The Chapel of Our Lady at Smith Gate
This was a small octagonal chapel, formed out of a tower of the city wall. Later known as the Octagonal or Round House, it was already a private house in 1582, and a shop by 1708. In the nineteenth century it was numbered 29 Broad Street. The old chapel remained a shop for a number of years even after 1902, when it was incorporated into Hertford College’s new north quadrangle.
In 1931 it was altered to create Hertford’s junior common room, shown below viewed from Catte Street.

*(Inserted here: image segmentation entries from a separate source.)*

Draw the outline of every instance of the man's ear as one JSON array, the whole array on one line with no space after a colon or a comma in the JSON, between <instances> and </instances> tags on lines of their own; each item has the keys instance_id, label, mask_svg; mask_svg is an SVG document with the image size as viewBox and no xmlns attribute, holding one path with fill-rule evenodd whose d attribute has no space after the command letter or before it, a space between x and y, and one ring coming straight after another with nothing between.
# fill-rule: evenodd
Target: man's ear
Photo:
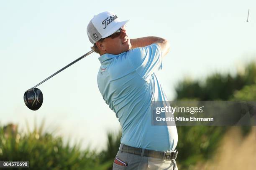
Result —
<instances>
[{"instance_id":1,"label":"man's ear","mask_svg":"<svg viewBox=\"0 0 256 170\"><path fill-rule=\"evenodd\" d=\"M99 48L99 49L100 49L101 51L105 51L106 48L105 48L105 47L103 46L102 42L101 42L100 41L97 41L95 43L96 45L97 46L97 47L98 48Z\"/></svg>"}]
</instances>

Below: The inside of the former chapel, viewed from Hertford College’s quadrangle
At a meeting of the Oxford Architectural and Historical Society reported in Jackson's Oxford Journal on 2 March 1889, the architect Edward George Bruton gave a paper entitled “The Town Walls of Oxford in the Thirteenth Century” and put forward his view on the octagonal chapel:
I am forced to the conclusion that the Ladie Chapel was not only outside the wall as shown by Agas, but was also outside the moat. Agas does not show any moat round the town walls; it had probably been filled in before his time. I am very much afraid that you will think I am treading upon dangerous ground, while some will regard my opinion as little short of rank heresy. Wood, speaking of our Lady's Chap[el, says, “it stood within the wall adjoining, or north of Smith gate opposite to cat-street, a stone rotund edifice.” The words “within the wall adjoining” have been held to mean the town or city wall. I submit the words are not, necessarily, to be so interpreted. The wall adjoining may merely mean that it had an enclosure of its own, as we are distinctly informed by the author, it was “on the North of Smith gate and opposite to Cat-street. Smith gate must, therefore, have been to the south of it, the consequential result being that it was outside the moat which separated the chapel from the gate. I have made enquiries of those under whose direction the surface water drain which runs from Broad-street to Cat street was laid only a few years ago, and the result exactly confirms my theory. In the excavation they crossed two walls – the one adjoining the Lady Chapel was of moderate substance and strength, while the other, which was found in the position indicated on my copy of the Ordnance Map, was much broader, and of so much greater strength, that it presented much greater resistance to the tools of the workmen.
The above article was accompanied by this drawing by Bruton:
The wall between Smith Gate and East Gate
The wall then went north for a short distance before turning to the east. Between Smith Gate and the East Gate the wall was (uniquely in England) double, but very little remains of the outer wall. The inner wall, however, is almost intact in a long section through New College.